Flashattention support qkvpacked and varlen #63289

kircle888 · 2024-04-07T11:55:47Z

PR Category

Performance Optimization

PR Types

Performance

Description

FlashAttention支持QKVPacked输入和Padded Varlen输入，以避免几种情况下的预处理和后处理开销
nn.functional.flash_attention增加flash_attn_qkvpacked和flash_attn_varlen_qkvpacked
flash_attn_qkvpacked接受5维输入qkv，形状为[batchsize, seqlen , num_heads/num_heads_k + 2, num_heads_k, head_dim]
flash_attn_varlen_qkvpacked接受4维输入qkv，形状为[total_seq_len, num_heads/num_heads_k + 2, num_heads_k, head_dim]，当参数varlen_padded为False时，输入输出为unpad形式（与flash_attn_unpadded相似），当varlen_padded为True时，输入输出为padded形式（即可以直接将flash_attn_qkvpacked的输入batchsize和seqlen维度flatten得到total_seq_len维度）

paddle-bot · 2024-04-07T11:55:51Z

你的PR提交成功，感谢你对开源项目的贡献!
请关注后续CI自动化测试结果，详情请参考Paddle-CI手册。
Your PR has been submitted. Thanks for your contribution!
Please wait for the result of CI firstly. See Paddle CI Manual for details.
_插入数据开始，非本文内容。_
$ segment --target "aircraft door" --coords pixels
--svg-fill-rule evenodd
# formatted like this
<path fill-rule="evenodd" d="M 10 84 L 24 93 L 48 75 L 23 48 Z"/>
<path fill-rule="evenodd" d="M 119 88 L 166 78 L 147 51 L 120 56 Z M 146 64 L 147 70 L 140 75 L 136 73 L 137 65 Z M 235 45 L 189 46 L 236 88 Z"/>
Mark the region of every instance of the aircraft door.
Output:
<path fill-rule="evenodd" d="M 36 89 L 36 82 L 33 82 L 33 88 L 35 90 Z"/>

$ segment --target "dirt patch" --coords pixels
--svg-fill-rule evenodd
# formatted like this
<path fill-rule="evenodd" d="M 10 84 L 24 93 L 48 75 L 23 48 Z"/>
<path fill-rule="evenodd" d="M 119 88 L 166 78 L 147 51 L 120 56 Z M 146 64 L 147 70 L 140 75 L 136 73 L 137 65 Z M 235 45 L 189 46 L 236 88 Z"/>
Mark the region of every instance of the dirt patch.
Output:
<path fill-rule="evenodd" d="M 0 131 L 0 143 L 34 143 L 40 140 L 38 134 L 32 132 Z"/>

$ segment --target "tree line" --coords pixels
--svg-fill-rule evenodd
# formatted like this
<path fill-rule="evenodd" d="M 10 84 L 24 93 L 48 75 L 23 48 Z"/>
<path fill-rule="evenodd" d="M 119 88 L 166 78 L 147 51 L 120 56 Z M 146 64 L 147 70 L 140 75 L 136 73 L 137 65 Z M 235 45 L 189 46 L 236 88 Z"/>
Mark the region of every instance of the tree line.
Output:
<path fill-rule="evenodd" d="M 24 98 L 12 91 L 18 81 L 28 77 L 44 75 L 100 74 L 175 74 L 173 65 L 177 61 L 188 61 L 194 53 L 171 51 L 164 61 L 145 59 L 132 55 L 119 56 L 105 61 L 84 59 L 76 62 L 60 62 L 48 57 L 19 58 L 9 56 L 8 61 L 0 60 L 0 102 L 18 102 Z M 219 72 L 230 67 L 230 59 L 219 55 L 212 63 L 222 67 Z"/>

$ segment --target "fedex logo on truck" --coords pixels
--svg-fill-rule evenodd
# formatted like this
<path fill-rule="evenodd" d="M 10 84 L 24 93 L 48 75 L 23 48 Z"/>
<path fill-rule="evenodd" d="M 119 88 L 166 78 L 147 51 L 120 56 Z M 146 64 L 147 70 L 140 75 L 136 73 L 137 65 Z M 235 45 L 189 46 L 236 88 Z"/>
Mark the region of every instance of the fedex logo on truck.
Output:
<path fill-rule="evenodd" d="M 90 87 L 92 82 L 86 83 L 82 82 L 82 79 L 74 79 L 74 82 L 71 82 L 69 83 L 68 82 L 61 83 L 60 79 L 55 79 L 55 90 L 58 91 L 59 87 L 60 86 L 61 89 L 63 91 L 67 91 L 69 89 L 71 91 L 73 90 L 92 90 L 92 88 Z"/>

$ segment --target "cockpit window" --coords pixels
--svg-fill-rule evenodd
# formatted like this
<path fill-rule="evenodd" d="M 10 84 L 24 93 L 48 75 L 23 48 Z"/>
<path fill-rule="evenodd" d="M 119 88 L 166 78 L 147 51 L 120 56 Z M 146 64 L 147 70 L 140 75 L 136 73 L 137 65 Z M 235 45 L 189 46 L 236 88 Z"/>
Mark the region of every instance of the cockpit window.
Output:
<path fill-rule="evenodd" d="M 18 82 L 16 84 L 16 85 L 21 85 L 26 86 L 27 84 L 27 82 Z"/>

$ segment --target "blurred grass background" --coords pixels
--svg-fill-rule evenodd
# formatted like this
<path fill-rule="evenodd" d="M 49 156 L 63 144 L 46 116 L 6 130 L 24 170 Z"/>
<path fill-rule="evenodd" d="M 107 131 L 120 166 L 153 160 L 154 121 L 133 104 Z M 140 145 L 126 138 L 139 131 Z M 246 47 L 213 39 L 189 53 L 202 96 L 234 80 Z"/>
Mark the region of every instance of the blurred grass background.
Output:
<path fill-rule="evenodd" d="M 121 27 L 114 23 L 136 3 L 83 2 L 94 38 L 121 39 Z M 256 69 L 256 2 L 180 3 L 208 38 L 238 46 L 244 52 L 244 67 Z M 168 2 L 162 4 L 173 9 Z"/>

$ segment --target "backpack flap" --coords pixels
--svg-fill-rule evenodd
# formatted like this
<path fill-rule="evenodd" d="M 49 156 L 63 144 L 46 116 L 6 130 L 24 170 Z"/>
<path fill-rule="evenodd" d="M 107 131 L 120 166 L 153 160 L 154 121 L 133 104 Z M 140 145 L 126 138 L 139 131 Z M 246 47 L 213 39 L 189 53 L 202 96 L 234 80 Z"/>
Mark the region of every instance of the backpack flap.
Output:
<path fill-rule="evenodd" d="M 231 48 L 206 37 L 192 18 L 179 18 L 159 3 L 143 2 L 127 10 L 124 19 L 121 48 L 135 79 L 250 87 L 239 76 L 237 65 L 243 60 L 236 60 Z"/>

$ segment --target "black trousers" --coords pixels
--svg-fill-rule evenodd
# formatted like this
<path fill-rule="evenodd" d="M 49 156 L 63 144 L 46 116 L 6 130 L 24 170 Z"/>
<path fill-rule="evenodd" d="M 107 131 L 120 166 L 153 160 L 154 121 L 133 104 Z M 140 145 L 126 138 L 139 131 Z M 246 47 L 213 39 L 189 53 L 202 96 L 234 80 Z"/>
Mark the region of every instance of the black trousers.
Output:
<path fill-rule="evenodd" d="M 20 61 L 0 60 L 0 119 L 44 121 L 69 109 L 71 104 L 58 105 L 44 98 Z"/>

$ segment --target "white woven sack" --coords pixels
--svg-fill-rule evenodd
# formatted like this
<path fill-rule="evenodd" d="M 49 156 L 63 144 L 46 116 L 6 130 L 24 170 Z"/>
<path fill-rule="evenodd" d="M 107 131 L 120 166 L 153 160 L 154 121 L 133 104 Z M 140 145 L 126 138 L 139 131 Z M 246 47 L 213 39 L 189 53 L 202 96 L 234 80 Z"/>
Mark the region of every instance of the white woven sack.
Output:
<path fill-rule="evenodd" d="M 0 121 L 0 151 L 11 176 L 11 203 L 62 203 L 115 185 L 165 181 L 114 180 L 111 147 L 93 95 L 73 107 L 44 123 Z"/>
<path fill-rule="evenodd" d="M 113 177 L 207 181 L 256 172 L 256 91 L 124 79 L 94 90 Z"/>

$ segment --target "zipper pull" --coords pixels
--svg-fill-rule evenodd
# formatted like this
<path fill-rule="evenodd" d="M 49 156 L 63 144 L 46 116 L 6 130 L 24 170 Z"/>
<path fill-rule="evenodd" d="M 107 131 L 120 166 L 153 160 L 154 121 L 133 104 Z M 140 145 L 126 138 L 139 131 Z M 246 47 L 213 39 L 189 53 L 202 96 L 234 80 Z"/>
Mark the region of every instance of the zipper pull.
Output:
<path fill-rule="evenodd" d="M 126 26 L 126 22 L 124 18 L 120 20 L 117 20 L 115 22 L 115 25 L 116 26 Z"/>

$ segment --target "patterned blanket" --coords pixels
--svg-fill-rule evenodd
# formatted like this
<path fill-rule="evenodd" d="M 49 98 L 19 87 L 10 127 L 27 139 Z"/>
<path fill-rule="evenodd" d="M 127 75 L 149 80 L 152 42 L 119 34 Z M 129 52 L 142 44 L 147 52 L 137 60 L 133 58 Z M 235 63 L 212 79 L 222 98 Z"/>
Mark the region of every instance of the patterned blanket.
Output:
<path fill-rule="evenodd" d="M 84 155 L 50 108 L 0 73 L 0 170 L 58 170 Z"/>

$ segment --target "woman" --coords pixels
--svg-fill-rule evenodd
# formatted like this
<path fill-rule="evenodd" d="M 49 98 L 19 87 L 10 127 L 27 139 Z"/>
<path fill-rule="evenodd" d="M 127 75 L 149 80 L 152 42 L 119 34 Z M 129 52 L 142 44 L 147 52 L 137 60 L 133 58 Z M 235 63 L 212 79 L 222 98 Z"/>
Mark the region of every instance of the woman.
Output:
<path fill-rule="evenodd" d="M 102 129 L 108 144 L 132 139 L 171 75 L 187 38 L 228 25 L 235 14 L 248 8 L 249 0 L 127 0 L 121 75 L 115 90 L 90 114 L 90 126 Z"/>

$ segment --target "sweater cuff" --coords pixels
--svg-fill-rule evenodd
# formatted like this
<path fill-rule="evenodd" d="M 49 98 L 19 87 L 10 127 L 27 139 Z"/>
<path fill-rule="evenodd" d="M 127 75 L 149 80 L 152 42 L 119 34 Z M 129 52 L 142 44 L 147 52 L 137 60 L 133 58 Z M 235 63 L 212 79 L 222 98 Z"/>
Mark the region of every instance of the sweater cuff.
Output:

CLAassistant · 2024-04-07T11:55:51Z

All committers have signed the CLA.

GuoxiaWang

LGTM

wanghuancoder

kernel如果支持了stride，需要再paddle/fluid/eager/auto_code_generator/generator/eager_gen.py的strided_op_list中添加一下。

paddle/phi/kernels/gpu/flash_attn_grad_kernel.cu

paddle/phi/kernels/gpu/flash_attn_kernel.cu

…elop_merged

paddle-ci-bot · 2024-04-17T03:10:43Z

Sorry to inform you that 9a130e6's CIs have passed for more than 7 days. To prevent PR conflicts, you need to re-run all CIs manually.

GuoxiaWang

LGTM

GuoxiaWang · 2024-04-24T05:55:03Z

API doc PaddlePaddle/docs#6608

XiaoguangHu01

LGTM

python/paddle/nn/functional/flash_attention.py

jzhang533

LGTM

python/paddle/nn/functional/flash_attention.py

sunzhongkai588 · 2024-04-29T03:04:30Z

python/paddle/nn/functional/flash_attention.py

+        out(Tensor): The attention tensor.
+                    4-D tensor with shape: [batch_size, seq_len, num_heads, head_dim].
+                    The dtype can be float16 or bfloat16.


重复加这段的原因是？

以及 flash_attn_unpadded 似乎没对外暴露，需要公开么？

这是一个操作错误，已删除
这个PR不会修改flash_attn_unpadded，也不会将它公开

Co-authored-by: zachary sun <70642955+sunzhongkai588@users.noreply.github.com>

XiaoguangHu01

LGTM

sunzhongkai588

LGTM，这个 PR 先合吧，文档小问题之后再单独提 PR 就行

sunzhongkai588 · 2024-04-29T06:21:11Z

python/paddle/nn/functional/flash_attention.py

+
+    Returns:
+        - out(Tensor). The attention tensor. 4-D tensor with shape: [batch_size, seq_len, num_heads, head_dim]. The dtype can be float16 or bfloat16.
+        - softmax(Tensor). The softmax tensor. None if return_softmax is False.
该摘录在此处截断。